Hikmetli söyleyişler için bir zemin teşkil eden latifelerde ise öyle kelimeler kullanılmıştır ki, muhatabı hemen maksadı anlar, payını alır. Bu yüzden latife demişler; yani incelik... Böyle sözlerin bir diğer adı da “nükte”dir.
Söz erbabı kişiler, ecdadın hikmetli sözlerindeki manalara vâkıftır. Fakat herkes böyle değildir; sözün maksadını izah gerekir. Bu yüzden hikmetleri, latifeleri şerh eden ârif zatlar olmuş, bize de bu deryadan bir yudum da olsa içirmişlerdir.
Bu zatlardan biri de Seyyid Burhaneddin rh.a.’dir. Nasreddin Hoca’nın latifelerini şerh ederek maksadını ve manalarını bize açmıştır.

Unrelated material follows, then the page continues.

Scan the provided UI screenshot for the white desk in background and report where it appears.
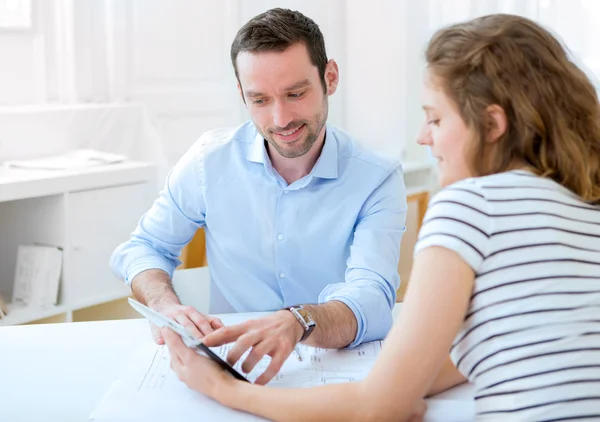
[0,306,476,422]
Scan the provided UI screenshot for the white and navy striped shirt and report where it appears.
[415,170,600,421]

Gelin, bu latifelerden birini okuyalım, sonra da şerhine bakalım:
“Hoca bir gün vaaz ederken ‘Ey müslümanlar, Hak Tealâ’ya şükredin ki deveye kanat vermemiş. Eğer vermiş olsaydı evlerinize yahut bahçelerinize konarak başlarınıza yıkardı!’ demiş.”

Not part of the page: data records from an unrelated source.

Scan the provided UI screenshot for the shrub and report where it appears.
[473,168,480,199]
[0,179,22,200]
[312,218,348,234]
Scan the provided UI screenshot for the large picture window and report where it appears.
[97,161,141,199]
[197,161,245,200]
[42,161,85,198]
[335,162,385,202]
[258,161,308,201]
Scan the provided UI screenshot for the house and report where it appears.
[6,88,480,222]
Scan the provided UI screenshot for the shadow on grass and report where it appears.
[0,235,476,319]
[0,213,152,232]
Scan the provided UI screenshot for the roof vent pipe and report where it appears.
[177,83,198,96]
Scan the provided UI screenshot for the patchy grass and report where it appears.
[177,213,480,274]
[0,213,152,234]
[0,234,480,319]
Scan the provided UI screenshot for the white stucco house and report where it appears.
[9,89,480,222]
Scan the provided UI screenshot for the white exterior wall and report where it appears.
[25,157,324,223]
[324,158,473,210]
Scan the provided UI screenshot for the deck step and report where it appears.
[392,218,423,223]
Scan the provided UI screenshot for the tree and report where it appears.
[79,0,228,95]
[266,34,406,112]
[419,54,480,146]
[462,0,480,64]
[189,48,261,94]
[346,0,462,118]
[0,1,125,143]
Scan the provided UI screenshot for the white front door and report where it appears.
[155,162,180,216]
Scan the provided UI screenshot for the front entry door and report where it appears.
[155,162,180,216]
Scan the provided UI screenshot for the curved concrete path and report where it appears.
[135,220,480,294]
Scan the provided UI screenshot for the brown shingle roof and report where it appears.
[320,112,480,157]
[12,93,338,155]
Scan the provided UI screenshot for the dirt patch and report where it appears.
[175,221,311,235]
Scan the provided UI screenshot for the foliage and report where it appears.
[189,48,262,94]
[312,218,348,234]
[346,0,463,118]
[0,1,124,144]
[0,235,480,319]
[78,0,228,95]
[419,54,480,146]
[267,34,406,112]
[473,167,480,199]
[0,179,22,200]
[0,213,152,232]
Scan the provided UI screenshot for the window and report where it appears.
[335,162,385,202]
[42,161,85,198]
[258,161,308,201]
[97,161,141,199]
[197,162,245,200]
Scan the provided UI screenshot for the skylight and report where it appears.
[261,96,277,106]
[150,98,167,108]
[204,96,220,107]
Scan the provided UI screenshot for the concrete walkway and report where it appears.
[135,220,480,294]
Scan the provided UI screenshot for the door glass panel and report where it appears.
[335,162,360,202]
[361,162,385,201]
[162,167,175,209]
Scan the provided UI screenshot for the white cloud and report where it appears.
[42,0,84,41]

Latife bu kadar; öncesi ve sonrası yok. Yani Nasreddin Hoca merhum söyleyivermiş, geçmiş. Fakat ne demek istemiş, Seyyid Burhaneddin şöyle açıklıyor:
“Allah’ın büyüklüğünü ve ihsanını görün, her kuluna makam mevki vermediği için şükredin. Çünkü herkese kabiliyetine göre ihsan olunur. Kabiliyeti olmayan mevki sahipleri insanları perişan eder.”